Banyak orang berpikir bahwa kebebasan berpendapat harus ditimpali dengan kebebasan membalas pendapat, padahal orang hanya butuh sebuah space untuk mengeluarkan unek-uneknya. Ada yang bilang: people have the rights to throw reactions to what you share, padahal kita semua juga punya kapasitas untuk tidak bereaksi terhadap orang lain, apalagi ketika yang kita punya hanya reaksi buruk. Lo bisa menggunakan pikiran ini ketika lo mau berargumen terhadap hal-hal yang cuma kebetulan muncul di timeline Twitter, but to do this everytime you open Twitter is kinda tiring.

It was really convenient to write in your sealed, private diary you used to hide under your bed or a secret space in your locker but it's way better to talk over a blog. I have tons of stupid personal reasons to my likings about writing in blog. Blog adalah tempat yang bagus untuk menulis secara digital, bisa ditambah gambar (bisa pake GIF bodoh beranekarupa juga – asal tidak lupa creditsnya), desainnya bisa diatur sedemikian rupa dibandingkan platform sebelah (dengan catatan jago utak-atik CSS dan ngoding halaman). You can tell things in a long, long writings and just disable the comments, forget the world and do a complete monolog.
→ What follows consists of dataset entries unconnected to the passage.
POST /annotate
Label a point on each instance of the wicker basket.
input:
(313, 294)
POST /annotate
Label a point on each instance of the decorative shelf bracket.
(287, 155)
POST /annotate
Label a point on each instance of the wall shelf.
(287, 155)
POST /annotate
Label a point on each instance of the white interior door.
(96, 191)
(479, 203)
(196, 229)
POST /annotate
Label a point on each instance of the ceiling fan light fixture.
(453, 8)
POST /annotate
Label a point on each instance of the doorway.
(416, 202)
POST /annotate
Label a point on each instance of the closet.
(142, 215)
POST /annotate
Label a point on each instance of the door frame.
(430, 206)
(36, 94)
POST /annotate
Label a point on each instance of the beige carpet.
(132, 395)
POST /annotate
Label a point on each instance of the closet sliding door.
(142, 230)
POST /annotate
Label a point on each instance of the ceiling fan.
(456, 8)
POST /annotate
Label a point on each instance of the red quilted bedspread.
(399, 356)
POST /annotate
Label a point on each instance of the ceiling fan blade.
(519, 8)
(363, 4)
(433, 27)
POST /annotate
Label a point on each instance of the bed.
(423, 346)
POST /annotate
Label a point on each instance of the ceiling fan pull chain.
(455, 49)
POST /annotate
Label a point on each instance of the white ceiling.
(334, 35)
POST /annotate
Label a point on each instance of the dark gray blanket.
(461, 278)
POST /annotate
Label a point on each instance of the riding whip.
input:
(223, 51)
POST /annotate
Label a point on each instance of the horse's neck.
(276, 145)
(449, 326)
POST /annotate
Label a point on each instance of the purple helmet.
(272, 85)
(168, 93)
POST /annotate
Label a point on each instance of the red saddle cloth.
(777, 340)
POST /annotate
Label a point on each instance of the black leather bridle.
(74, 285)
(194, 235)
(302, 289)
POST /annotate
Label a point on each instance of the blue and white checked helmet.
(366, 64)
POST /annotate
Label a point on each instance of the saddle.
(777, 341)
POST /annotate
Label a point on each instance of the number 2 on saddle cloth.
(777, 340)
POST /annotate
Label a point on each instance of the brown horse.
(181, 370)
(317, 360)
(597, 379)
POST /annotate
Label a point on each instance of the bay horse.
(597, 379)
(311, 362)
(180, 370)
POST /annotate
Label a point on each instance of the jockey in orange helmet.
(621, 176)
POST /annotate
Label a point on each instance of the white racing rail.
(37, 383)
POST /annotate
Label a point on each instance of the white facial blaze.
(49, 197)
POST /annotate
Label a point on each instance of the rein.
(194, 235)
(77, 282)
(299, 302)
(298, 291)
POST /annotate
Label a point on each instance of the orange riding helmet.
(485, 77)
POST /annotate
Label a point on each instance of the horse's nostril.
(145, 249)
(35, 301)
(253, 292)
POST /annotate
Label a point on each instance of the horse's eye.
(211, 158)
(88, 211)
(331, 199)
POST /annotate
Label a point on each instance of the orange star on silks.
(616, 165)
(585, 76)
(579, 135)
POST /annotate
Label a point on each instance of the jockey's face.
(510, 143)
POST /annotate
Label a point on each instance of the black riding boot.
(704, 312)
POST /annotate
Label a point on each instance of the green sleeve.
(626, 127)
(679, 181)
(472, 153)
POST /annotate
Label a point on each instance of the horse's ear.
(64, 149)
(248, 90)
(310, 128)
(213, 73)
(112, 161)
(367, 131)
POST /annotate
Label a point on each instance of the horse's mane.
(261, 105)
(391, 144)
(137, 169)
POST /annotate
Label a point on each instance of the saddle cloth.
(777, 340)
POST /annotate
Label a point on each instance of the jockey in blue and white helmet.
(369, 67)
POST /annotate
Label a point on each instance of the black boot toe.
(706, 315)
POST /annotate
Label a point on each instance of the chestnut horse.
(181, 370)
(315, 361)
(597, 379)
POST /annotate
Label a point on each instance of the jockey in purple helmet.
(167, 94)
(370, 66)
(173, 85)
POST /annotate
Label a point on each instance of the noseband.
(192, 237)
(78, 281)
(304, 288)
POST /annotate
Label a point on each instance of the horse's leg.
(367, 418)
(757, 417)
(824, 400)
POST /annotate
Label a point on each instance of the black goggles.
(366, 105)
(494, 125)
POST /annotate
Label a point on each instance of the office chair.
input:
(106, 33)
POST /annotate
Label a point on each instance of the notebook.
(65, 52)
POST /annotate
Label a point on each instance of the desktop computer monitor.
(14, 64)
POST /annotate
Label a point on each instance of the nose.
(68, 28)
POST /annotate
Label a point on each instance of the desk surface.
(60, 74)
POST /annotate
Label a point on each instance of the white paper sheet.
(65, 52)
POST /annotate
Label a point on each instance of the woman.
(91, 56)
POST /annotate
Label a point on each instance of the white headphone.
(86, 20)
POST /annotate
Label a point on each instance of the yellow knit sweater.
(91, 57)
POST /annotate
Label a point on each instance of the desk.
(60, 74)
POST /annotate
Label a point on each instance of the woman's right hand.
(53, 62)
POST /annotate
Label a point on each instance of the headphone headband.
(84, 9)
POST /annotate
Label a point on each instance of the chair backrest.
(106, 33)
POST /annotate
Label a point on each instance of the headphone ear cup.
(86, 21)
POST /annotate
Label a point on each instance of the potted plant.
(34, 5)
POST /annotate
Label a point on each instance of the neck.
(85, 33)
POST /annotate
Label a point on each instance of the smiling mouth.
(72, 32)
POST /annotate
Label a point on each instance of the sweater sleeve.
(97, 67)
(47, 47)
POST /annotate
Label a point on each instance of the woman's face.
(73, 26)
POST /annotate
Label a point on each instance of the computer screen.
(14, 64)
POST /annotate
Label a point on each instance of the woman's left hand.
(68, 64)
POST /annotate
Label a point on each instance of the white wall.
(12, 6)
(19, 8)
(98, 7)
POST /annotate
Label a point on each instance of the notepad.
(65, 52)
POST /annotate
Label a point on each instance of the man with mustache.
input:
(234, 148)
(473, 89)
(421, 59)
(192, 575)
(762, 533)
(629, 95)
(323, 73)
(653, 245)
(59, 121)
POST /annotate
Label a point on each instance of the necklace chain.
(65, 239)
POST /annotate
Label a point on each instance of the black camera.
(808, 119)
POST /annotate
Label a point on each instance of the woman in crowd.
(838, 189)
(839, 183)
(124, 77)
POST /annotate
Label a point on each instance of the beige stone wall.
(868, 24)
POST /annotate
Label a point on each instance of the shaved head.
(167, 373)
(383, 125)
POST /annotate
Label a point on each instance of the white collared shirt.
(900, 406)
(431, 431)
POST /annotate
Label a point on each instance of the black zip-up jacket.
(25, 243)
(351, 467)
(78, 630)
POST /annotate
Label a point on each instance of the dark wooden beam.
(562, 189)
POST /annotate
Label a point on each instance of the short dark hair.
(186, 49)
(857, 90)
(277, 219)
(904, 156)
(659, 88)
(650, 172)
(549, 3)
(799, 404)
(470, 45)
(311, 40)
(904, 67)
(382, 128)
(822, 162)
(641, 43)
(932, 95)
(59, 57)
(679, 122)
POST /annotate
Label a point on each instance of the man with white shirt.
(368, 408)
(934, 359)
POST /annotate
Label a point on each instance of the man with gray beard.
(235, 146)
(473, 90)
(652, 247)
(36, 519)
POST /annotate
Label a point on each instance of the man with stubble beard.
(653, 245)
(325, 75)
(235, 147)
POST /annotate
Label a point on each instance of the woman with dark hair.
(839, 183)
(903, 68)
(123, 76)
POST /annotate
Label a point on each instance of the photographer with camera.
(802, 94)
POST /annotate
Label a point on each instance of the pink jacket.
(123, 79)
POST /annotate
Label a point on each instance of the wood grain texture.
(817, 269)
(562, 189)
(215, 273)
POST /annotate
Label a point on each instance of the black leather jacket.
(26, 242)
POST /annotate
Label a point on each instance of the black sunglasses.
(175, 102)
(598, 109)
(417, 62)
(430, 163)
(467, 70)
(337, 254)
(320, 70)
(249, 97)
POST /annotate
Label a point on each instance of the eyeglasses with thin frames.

Secara personal, gue sangat menyukai kegigihan diri sendiri dalam menyajikan (diri sendiri) sebuah monolog yang baik – mulai dari memilih mau nulis apa, menyusun kalimat-kalimat, memilih dan mengedit foto (yang mungkin saja harus hunting dulu, supaya cocok dengan tema yang ditulis), mengedit lagi kalimat-kalimat yang sudah ditulis (bahkan kadang mengedit huruf kapital dan tanda baca), dan segelintir prosesnya yang njelimet dan bisa dipermudah dengan mikroblogging seperti Twitter. I know writing a blog post is planned, organized, and less-spontaneous (Twitter? It's often spontaneous and raw), but it's just amazing that a person like me going through process of picking and selecting what to say; because in life, you often need to make careful decisions too, right?


4. Remember, your end goal

Setiap orang pasti punya golden day goal dalam hidupnya. Some want to be financially independent in the later phase of life, some want to have dozens of rent houses alias jadi juragan kos/kontrakan, some want to retire and reside with their loved ones dengan anak-cucu-cicit, some want to grow old in their native town or in countryside, some want to own his/her farm, but I would love to retire and write. Mungkin dalam fase hidup yang ini, I have to do my own job for a living, but one day I would love to write all day in my life – kalo bisa hidup darinya itu bonus, I just want to live and write someday; not much worrying about patients complain, my financial health, and other pressures I live with today – dan untuk hal itu, dan untuk semua alasan yang ada – Dina, kamu harus tetap menulis.